The end of the Book of Revelation, which features the Lamb sitting on the throne, describes how many will “make war on the Lamb.” There is a real battle, with eternal stakes, in which the enemy is seeking to have us not relate to Jesus as the Lamb of God who takes away the sins of the world, not to pray to him, not to confess, not to receive him worthily, not to proclaim him, not to recognize and defend him in others. But Revelation tells us, “The Lamb will conquer them, for he is Lord of lords and King of kings.” It also points out that the ones who will be with him for eternity are those who are “called and chosen and faithful.” God has called and has chosen us, just as much as he chose John the Baptist. May we respond to his help in prayer, confession, the Mass, evangelization and charity, to remain faithful and contagiously help others to do the same.
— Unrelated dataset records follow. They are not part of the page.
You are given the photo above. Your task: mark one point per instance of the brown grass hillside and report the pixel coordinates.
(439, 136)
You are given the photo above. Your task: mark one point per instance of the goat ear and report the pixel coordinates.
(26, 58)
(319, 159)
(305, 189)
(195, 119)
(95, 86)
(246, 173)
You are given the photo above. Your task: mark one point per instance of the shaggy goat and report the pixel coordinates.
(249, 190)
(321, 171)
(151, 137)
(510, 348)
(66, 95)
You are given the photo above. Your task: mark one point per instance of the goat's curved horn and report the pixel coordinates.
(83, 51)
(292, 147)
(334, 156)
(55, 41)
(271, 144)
“Behold the Lamb of God who takes away the sins of the world!” Let us ask the Lord to help us to do more than to “notice” Jesus today, but to behold him looking at us with love, summoning us to give him full permission to do in us what he came into the world to accomplish, so that here on earth and forever in heaven we might be among those who behold him forever singing “Worthy is the Lamb who was slain to receive power and riches, wisdom and strength, honor and glory and praise … forever and ever! Amen!”
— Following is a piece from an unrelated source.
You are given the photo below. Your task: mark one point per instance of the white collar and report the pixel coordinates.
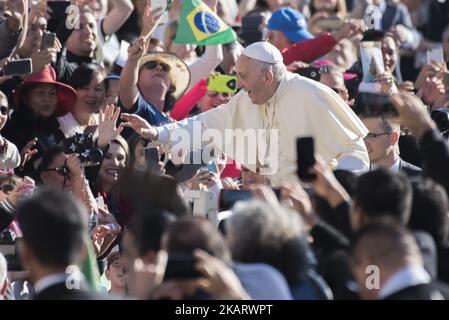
(396, 165)
(48, 281)
(404, 278)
The readings for today’s Mass were: 

Reading 1 IS 49:3, 5-6

The LORD said to me: You are my servant,
Israel, through whom I show my glory.
Now the LORD has spoken
who formed me as his servant from the womb,
that Jacob may be brought back to him
and Israel gathered to him;
and I am made glorious in the sight of the LORD,
and my God is now my strength!
It is too little, the LORD says, for you to be my servant,
to raise up the tribes of Jacob,
and restore the survivors of Israel;
I will make you a light to the nations,
that my salvation may reach to the ends of the earth.
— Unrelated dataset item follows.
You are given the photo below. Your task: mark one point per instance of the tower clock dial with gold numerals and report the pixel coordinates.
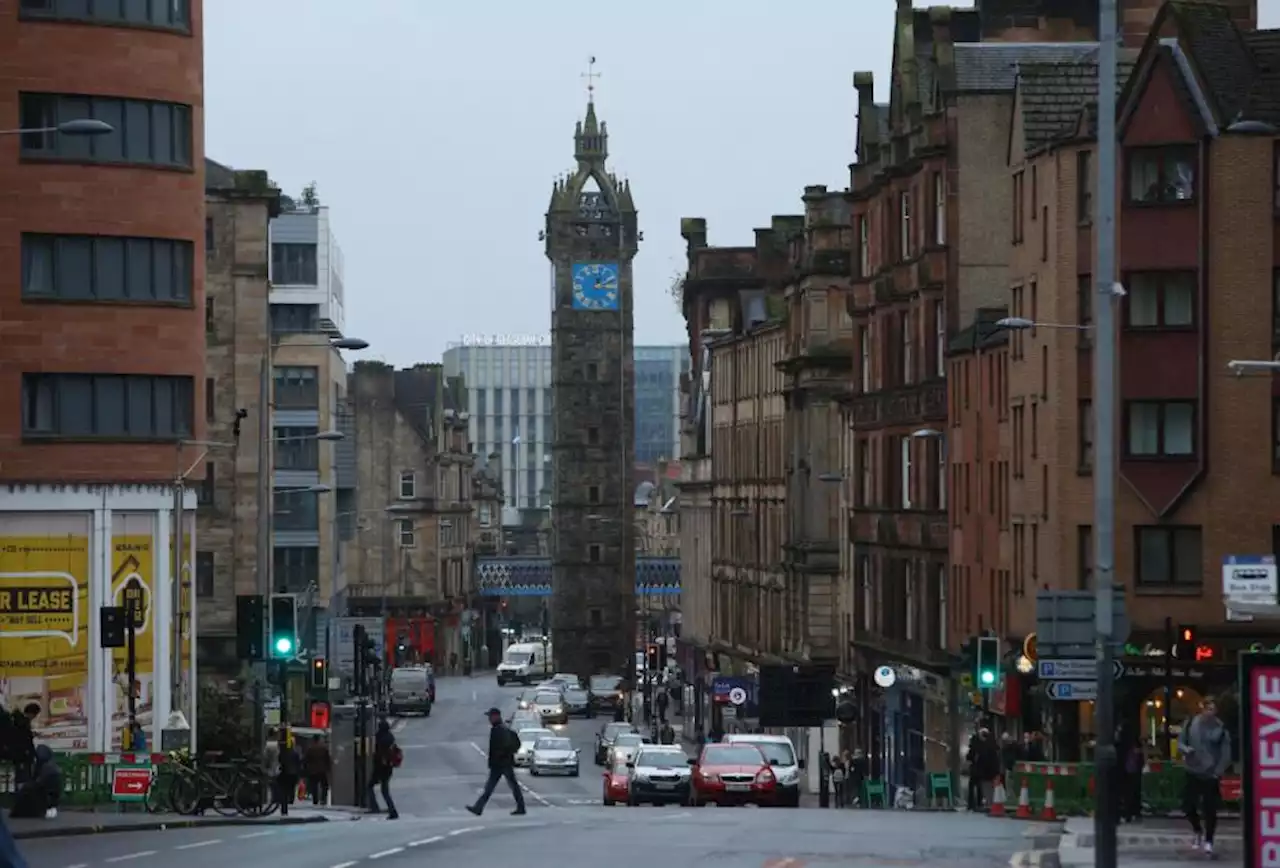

Responsorial Psalm PS 40:2, 4, 7-8, 8-9, 10 

R. (8a and 9a) Here am I, Lord; I come to do your will.
I have waited, waited for the LORD,
and he stooped toward me and heard my cry.
And he put a new song into my mouth,
a hymn to our God.
R. Here am I, Lord; I come to do your will.
Sacrifice or offering you wished not,
but ears open to obedience you gave me.
Holocausts or sin-offerings you sought not;
then said I, “Behold I come.”
R. Here I am, Lord; I come to do your will.
“In the written scroll it is prescribed for me,
to do your will, O my God, is my delight,
and your law is within my heart!”
R. Here am I, Lord; I come to do your will.
I announced your justice in the vast assembly;
I did not restrain my lips, as you, O LORD, know.
R. Here am I, Lord; I come to do your will.

Reading 2 1 COR 1:1-3

Paul, called to be an apostle of Christ Jesus by the will of God,
and Sosthenes our brother,
to the church of God that is in Corinth,
to you who have been sanctified in Christ Jesus, called to be holy,
with all those everywhere who call upon the name of our Lord Jesus Christ, their Lord and ours.
Grace to you and peace from God our Father
and the Lord Jesus Christ.

Alleluia JN 1:14A, 12A

R. Alleluia, alleluia.
The Word of God became flesh and dwelt among us.
To those who accepted him,
he gave power to become children of God.
R. Alleluia, alleluia.

Gospel JN 1:29-34

John the Baptist saw Jesus coming toward him and said,
“Behold, the Lamb of God, who takes away the sin of the world.
He is the one of whom I said,
‘A man is coming after me who ranks ahead of me
because he existed before me.’
I did not know him,
but the reason why I came baptizing with water
was that he might be made known to Israel.”
John testified further, saying,
“I saw the Spirit come down like a dove from heaven
and remain upon him.
I did not know him,
but the one who sent me to baptize with water told me,
‘On whomever you see the Spirit come down and remain,
he is the one who will baptize with the Holy Spirit.’
Now I have seen and testified that he is the Son of God.”